Le mouton et le colombo
Jean-François Boclé, Le mouton et le colombo, 2001, relational action and participative culinary performance, Oasis Center, Ouagadougou, Burkina Faso. ©Jean-François Boclé/Adagp.
Jean-François Boclé, Le mouton et le colombo, 2001, dispositif relationnel et performance participative culinaire, Centre Oasis, Ouagadougou, Burkina Faso. ©Jean-François Boclé/Adagp.
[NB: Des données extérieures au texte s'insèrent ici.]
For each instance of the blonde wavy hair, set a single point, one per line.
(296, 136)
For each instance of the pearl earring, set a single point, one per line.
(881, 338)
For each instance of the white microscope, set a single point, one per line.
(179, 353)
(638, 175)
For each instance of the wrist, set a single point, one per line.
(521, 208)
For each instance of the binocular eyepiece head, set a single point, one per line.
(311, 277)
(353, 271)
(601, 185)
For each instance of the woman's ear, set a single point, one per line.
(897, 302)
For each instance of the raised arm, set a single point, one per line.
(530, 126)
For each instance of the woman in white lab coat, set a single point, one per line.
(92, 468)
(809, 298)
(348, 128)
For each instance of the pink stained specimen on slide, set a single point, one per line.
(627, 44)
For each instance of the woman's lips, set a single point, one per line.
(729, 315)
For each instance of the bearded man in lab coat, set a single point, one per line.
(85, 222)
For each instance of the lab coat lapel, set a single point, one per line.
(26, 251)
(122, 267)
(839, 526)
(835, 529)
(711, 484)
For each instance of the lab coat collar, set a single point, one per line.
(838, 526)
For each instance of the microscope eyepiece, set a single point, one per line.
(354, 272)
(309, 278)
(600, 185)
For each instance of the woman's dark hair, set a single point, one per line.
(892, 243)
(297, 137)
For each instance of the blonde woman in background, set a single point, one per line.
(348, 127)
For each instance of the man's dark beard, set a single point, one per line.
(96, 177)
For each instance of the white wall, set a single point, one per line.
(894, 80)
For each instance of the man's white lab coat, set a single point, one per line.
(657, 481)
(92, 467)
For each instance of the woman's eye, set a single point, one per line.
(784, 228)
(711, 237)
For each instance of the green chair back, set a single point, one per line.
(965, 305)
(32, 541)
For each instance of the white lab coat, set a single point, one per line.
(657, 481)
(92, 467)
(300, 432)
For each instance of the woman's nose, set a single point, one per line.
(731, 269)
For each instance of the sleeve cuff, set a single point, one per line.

Le Centre Oasis accueille des personnes vivants avec le VIH, pour la plupart des femmes et leur enfants. Ceci en 2001, à une époque où il n’existait que la bithérapie et à une époque où cette bithérapie était très peu présente pour les personnes vivants dans les pays des Sud(s). Le Centre Oasis était donc pour beaucoup un lieu de fin de vie pour ces femmes mais aussi pour leurs enfants. Cela se ressentait dans beaucoup de regards, de femmes, de fillettes, de garçons. Mais le Centre Oasis était aussi un lieu où l’on riait. Et j’y ai pris ma place dans ce rire. Car j’adore le rire, autant que la cuisine, c’est peu dire.
Et c’était un lieu de partage, et c’est à partir de ce mot que j’ai construit Le Colombo et le mouton. Car tous les jours je partageais le repas dégusté à la main et partagé dans d’énormes plats collectifs. Aussi, quasiment tous les jours j’avais droit à des chenilles fumées venant de Bobo Diolasso, la ville humide du Fasso. Ayant une petite résistance à les manger telles quelles, je les faisais ajouter à mes sandwichs aux oeufs, mes petits déjeuners.
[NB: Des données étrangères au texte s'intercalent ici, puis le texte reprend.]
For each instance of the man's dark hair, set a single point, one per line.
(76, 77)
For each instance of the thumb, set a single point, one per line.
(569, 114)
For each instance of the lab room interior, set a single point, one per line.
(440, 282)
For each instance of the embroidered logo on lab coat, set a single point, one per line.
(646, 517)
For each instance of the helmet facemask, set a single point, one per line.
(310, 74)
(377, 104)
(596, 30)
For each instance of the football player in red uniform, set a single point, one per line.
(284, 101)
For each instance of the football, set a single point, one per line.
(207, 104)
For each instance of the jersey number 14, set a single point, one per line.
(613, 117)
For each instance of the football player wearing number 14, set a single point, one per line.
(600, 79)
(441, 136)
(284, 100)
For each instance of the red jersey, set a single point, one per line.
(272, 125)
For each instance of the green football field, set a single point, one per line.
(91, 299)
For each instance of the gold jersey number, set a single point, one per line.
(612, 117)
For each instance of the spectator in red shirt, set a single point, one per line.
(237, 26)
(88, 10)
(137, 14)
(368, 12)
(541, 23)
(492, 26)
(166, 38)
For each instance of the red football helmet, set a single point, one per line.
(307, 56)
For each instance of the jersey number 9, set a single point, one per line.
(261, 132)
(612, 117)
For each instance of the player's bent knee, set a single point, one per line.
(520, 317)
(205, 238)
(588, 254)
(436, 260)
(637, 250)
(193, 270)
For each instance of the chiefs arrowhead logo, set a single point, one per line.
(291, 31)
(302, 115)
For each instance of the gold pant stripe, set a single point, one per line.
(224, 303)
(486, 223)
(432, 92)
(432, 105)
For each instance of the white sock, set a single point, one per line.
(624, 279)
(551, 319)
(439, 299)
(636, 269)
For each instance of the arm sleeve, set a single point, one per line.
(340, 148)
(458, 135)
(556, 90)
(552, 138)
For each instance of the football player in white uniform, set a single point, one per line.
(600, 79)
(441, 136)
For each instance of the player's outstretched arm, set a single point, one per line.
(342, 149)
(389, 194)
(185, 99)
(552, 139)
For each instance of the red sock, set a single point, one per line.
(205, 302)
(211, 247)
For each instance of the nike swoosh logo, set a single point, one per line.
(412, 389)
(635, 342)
Il m’a beaucoup été donné au centre Oasis alors j’ai également donné, autant que je pouvais. En fin de résidence j’ai donné à manger un Colombo de mouton (à partir d’un mouton entier acheté au marché), et avant cela autour du médium photo. Tout d’abord j’ai offert à chaque enfant un appareil argentique jetable pour documenter le centre. J’ai développé ces photos et leur ai remis et ai donné les négatifs à l’association. Car c’était la condition pour une libre pratique de la photographie : ne pas capter l’image de personnes fragilisées et hautement discriminées dans leur communauté, leur famille. J’ai aussi fait des portraits en couleurs et en noir et blancs des usagers. Je savais que bien souvent c’était la seule trace qui perdurerait de l’être aimé une fois disparu. J’ai aussi accompagné les enfants dans leur pratique photographique sur le mode de l’initiation à ce medium.
En vue de soutenir le travail du Centre Oasis, j’ai proposé aux usagères d’apparaître dans une reportage photo qui apparaitrait dans la revue Combat, une revue militante diffusée largement dans les lieux de santé publique, les bailleurs français et les ministères. La proposition était que via un article sur le centre et ces photos de personnes qui témoignent de leur vécu, les bailleurs soutiennent davantage le centre. L’enjeu, qu’ils reçoivent davantage de biothérapies et de moyens financiers. Deux femmes ont accepté. Une avait une fillette. J’ai longtemps échangé avec elles car pour la plupart c’était impensable d’apparaître dans un reportage photo aux vues du niveau de la discrimination touchant ces personnes.
Quel est mon d’où je parle? C’est celui de quelqu’un qui, séronégatif, a milité plus de 10 ans dans la lutte contre le sida. D’abord dans l’association Doubout’, première association noire lgbt+ et à Combat comme Secrétaire de rédaction, graphiste et militant (actions de préventions…).
La performance Le Colombo et le mouton a pris place au terme de ma résidence. Car il est plus facile de se séparer autour d’un mouton cuisiné que sans. Ces au revoir ont été aussi ceux de deux intervenants, car j’étais accompagné de mon ami actuellement psychosociologue clinicien Willy Falla (Guadeloupe), alors étudiants en psychosociologie. Willy lui a travaillé avec les membres de l’équipe sur la question de l’annonce de la séropositivité.
Aujourd’hui encore avec Willy nous évoquons ce mouton, ces au revoir avec des personnes dont l’espérance de vie était celle décidées par les grands laboratoires pharmaceutiques, les politiques de santé publique des pays du Nord.